Molten salts have been the main heat transfer fluids used in solar power tower plants in recent times, but their limited operating temperatures limit the efficiency of current solar plants and their competitiveness. One option to improve the efficiency is to use liquid metals instead of molten salts, which in addition to withstanding temperatures even above 1000°C, have excellent thermophysical properties. This paper shows the comparative thermodynamics evaluation of a solar power tower external receiver using different liquid metals and molten salts as heat transfer fluid (HTF), located in northern Chile, a location with a high solar potential and where an important plant of this type recently started operation and others are projected. Tonatiuh and Engineering Equation Solver software were used to develop the work and implement the model. The results show that the operation with liquid metals produces lower energy efficiency than molten salts due to the higher operating temperatures, which significantly increase thermal losses, mainly radiative ones. However, the better thermophysical properties of some liquid metals, especially sodium, make the efficiency reduction not so relevant (only 2 percentage points in this analysis).
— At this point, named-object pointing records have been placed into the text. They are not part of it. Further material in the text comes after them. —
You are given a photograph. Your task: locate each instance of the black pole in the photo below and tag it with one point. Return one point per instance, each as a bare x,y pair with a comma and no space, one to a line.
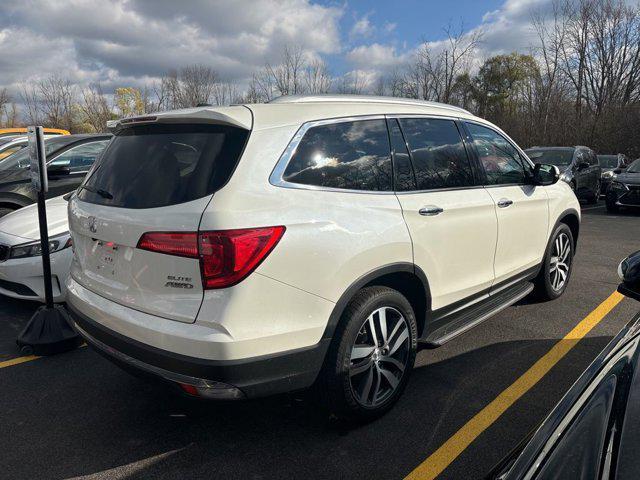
44,245
49,329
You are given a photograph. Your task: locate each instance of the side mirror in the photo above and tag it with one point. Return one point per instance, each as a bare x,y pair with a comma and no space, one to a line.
629,273
544,174
58,170
582,165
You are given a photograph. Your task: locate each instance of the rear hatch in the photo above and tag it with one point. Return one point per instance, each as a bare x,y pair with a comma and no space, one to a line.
153,177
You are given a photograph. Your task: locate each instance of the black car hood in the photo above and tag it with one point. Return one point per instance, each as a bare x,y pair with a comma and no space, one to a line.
626,387
12,174
627,177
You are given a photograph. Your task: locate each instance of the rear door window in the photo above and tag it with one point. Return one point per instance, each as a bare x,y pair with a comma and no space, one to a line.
344,155
439,157
148,166
79,159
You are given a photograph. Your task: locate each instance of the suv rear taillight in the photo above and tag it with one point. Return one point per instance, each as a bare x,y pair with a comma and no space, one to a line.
226,256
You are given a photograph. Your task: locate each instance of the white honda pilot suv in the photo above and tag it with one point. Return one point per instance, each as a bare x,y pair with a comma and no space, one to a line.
242,251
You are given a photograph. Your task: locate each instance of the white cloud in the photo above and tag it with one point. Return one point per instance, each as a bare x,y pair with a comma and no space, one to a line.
390,27
504,30
362,28
375,56
119,40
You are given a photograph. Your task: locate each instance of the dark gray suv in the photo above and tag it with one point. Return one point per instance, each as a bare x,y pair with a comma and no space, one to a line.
579,167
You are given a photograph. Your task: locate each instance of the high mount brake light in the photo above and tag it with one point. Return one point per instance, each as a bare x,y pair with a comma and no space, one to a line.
226,257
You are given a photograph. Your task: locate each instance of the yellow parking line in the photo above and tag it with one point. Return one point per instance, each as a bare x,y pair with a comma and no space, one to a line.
455,445
18,360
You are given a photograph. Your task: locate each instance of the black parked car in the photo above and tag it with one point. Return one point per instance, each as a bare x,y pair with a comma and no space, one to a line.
69,158
579,167
592,434
609,163
624,190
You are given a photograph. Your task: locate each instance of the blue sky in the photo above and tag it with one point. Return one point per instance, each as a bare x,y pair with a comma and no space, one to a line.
134,42
406,23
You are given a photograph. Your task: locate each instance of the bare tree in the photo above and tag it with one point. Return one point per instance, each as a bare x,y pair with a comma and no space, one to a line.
317,77
8,110
31,101
353,83
288,75
95,107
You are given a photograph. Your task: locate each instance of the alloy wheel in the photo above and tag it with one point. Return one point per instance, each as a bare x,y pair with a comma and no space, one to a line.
560,262
379,356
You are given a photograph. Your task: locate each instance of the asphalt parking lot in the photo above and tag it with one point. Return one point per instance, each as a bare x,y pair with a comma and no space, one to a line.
77,415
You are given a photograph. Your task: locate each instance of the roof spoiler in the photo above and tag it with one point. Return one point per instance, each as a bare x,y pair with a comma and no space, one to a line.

It would be expected that this reduction in efficiency could be compensated by the increase in the thermal efficiency of the thermomechanical cycle in the case of electricity production due to the fact of operating at higher temperatures, but this work shows that the exergy efficiency of the process with liquid sodium is only 2 percentage points higher than with solar salt. Therefore, the reduction of losses, especially radiative losses, which can be as much as 400% greater than that ocurring with solar salt, becomes a necessity if we want to take advantage of the potential represented by being able to operate solar systems at temperatures higher than the current ones, with liquid metals or any other material.